This is maybe a bit tangential (oh boy, that pun wasn’t intended), but I’m looking for some sort of article that discusses the tangent half-angle link function (tan-half) used in brms as the default link for von Mises distributions. In all my searching online I have found exactly one bit of documentation (from the R package circtree) that explains that the link is used to restrict values to the (-\pi, +\pi) range. Are there any other articles (or brms documentation) further discussing this? I’d like to understand how/why this is implemented, why it’s the default link, etc.
Hmm interesting catch. Any chance you could elaborate? Is your idea that this is maybe part of a compute-efficient reparameterization of the von Mises distribution?
My bad, I see now that’s unrelated. The idea behind the half-tan link is that for circular data, the location parameters of the Von Mises wraps around such that a value of -pi implies the same model as as a value +pi (ditto any integer multiple of these values). This can cause sampling issues if the location is left unconstrained because you can always get an equivalent likelihood by stepping 2pi in either direction.
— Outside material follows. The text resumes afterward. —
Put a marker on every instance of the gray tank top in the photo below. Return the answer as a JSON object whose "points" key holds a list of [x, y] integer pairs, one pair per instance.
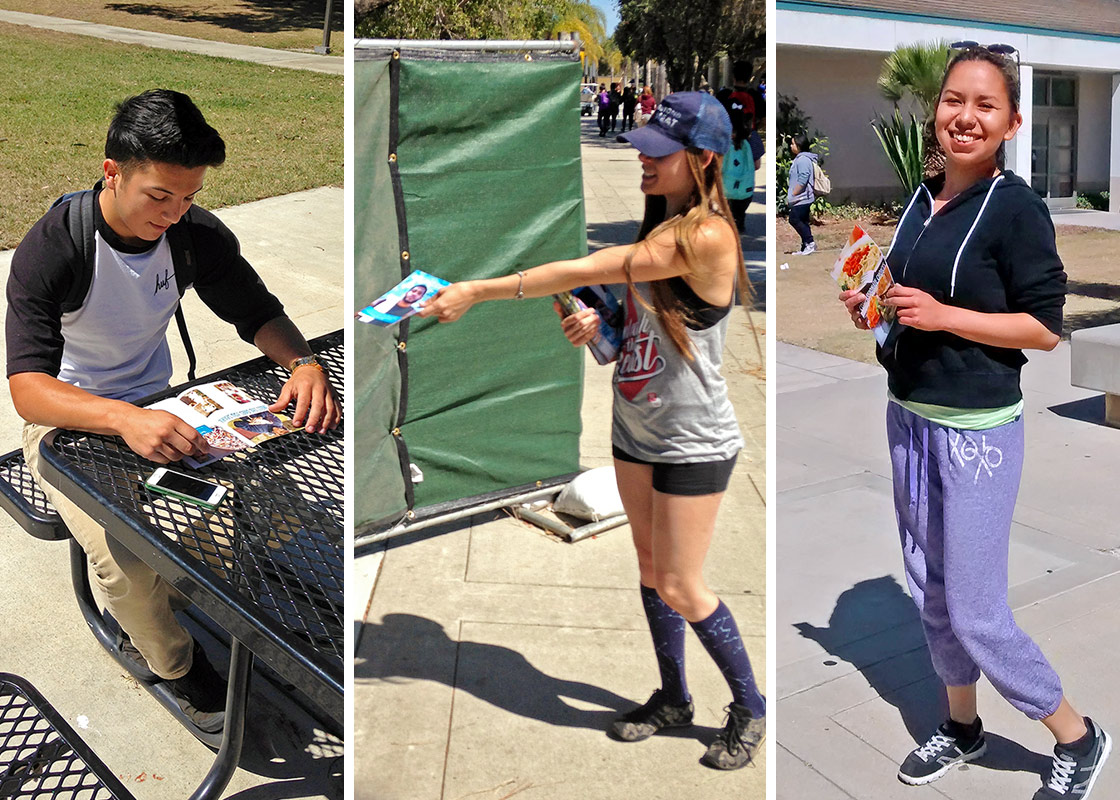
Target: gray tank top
{"points": [[669, 409]]}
So if there’s a mode at say 0.5, there will also be modes at 0.5+2pi, 0.5+4pi, …, 0.5-2pi, 0.5-4pi, … The tan function has the nice property that it transforms an unbounded input to an output bounded to -pi and +pi, so the sampler can explore an unbound parameter whilst yielding a likelihood that doesn’t venture into the repeating territory.
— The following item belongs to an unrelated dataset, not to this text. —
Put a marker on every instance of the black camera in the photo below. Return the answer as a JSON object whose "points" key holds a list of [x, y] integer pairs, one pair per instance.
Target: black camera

Note that an alternate would be to declare bounds on the location parameter, in which case the sampler would create an unbound variable behind the scenes and apply a transform to yield a parameter that meets the bounds. I imagine however that the “scaled and translated log-odds” transform is pretty similar in input-output mapping to tan, while tan has the nice property of already imposing the bounds of -pi/+pi we need.
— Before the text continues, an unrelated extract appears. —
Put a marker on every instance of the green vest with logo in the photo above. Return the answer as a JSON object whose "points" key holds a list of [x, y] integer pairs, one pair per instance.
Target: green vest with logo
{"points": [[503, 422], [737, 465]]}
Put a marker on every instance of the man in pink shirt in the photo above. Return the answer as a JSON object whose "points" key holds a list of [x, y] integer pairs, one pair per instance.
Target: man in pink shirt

I am familiar with that property of von Mises distribution. If I understand your point, then, the problem exists with the idea of brms/stan working on unbounded transformed scale of the DV/outcome variable? And that’s where you can get modes at every multiple of 2pi as it would just keep wrapping around and around the circle? So, the tan-half link bounds the output so it doesn’t run into this issue? I would guess that that’s why I ran into issues when I tried to set the link to identity…
just to mention for anybody who encounters this in the future–I know you know this @mike-lawrence–that this alternative doesn’t generally work in any self-consistent way if the location parameter is getting modeled as a function of covariates. The constraining transform needs to be applied to the linear predictor itself.
If i remember correctly, a disavantage of the tan-half link is that is can make transform an unimodal distribution on the constrained circular space into a (potentially strongly) bimodal distribution in the unconstrained space, if there is relevant posterior mass near the “cutting point” of the link function in constrained space. Even if there is negligible mass there I imagine the sampler could probably get stuck on the wrong side of that edge if there’s a strong gradient there.
Another way to parameterise a circular distribution is to use vectors of higher dimension projected down to the desired dimensionality. This avoids both the bimodality and the unboundedness issue. See e.g. this thread for some discussion about some important technicalities behind that:
I didn’t continue it so far, as I got too busy with other things. I also didn’t hear of anyone else continuing with it.
I could imagine I might pick it up again in autumn/winter.